Couldn't someone just overcome it, just keep driving back to the front and stop leaning on "aero push" and all those engineering terms that have become such tedious excuses in NASCAR?

Finally, Sunday, someone did. Brad Keselowski and crew chief Paul Wolfe took the track position bogeyman by the scruff of the neck, slapped it around, knocked it flat, walked away and forgot about it.

They dominated every which way, and won at the ultimate haunted house of track position, New Hampshire Motor Speedway.

Matt Sullivan/Getty ImagesBrad Keselowski and crew chief Paul Wolfe, left, celebrated their third Cup win of 2014 on Sunday.

In the process, they made a pretty nice show of their de facto runaway. Each caution period, they would take four tires while most competitors were taking two, and Keselowski would -- as other drivers might whine -- lose track position, sometimes dropping out of the top 10.

And then he would drive right back up through the field. Time and again.
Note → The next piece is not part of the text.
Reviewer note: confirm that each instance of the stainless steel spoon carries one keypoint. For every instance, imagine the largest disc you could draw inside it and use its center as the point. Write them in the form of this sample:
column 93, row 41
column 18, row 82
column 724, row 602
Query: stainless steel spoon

Dominant car and driver, but good show as he kept passing cars on the way back to the front.

"When you have cars like we did today," Wolfe said of the No. 2 Ford to reporters at the track, "it's almost like your competition is always going to do the opposite of what you do, and that kind of happened the first stop when we went with four and everyone [else] did two. ... I think it was within 10 laps we were back in the lead.

"From that point, I felt pretty good about the strength of our car and what Brad was able to do moving through traffic."

At the very end they did take two tires, and Keselowski could have used aero push as an excuse for having trouble getting by Jeff Gordon to take the lead for keeps, but he didn't.

Not even a green-white-checkered finish could stop him, as Kevin Harvick, starting alongside, ran out of gas immediately and Keselowski blasted away from everyone else.

Team owner Roger Penske, who has employed a driver or two (dozen) in his day, pointed out: "At the end of the day, you can't have a great car if you don't have the best driver, and I can tell you today there was nobody that could beat him. And it was just great execution by everybody."

Speaking of execution, remember how, when Keselowski won the Cup in 2012, there was discussion that he and Wolfe might be emerging to challenge Jimmie Johnson and Chad Knaus as the best driver-crew chief tandem in NASCAR?

Then that discussion faded last year as the No. 2 team stumbled through bad luck and blown engines and didn't even come close to repeating.

Well, now they're back. Just take Sunday, when Wolfe and the crew executed and Keselowski drove, without gimmicks. Johnson crashed out early after Knaus sent him out on treacherously low-tire pressures that bit the 48 team.

Keselowski became the first driver ever to sweep a NASCAR weekend at New Hampshire, having run away with the Nationwide race on Saturday.

For Keselowski and Wolfe, this made three Cup wins this season, two in the past three races, and really two in a row, if you figure that Casino de Daytona and its rain-interrupted plate race last week can't be counted as typical on the tour.

"I'm committed to winning another championship," Keselowski said.

And you know what? A championship seems more within the grasp of a stronger Team Penske now than it did at this point in 2012.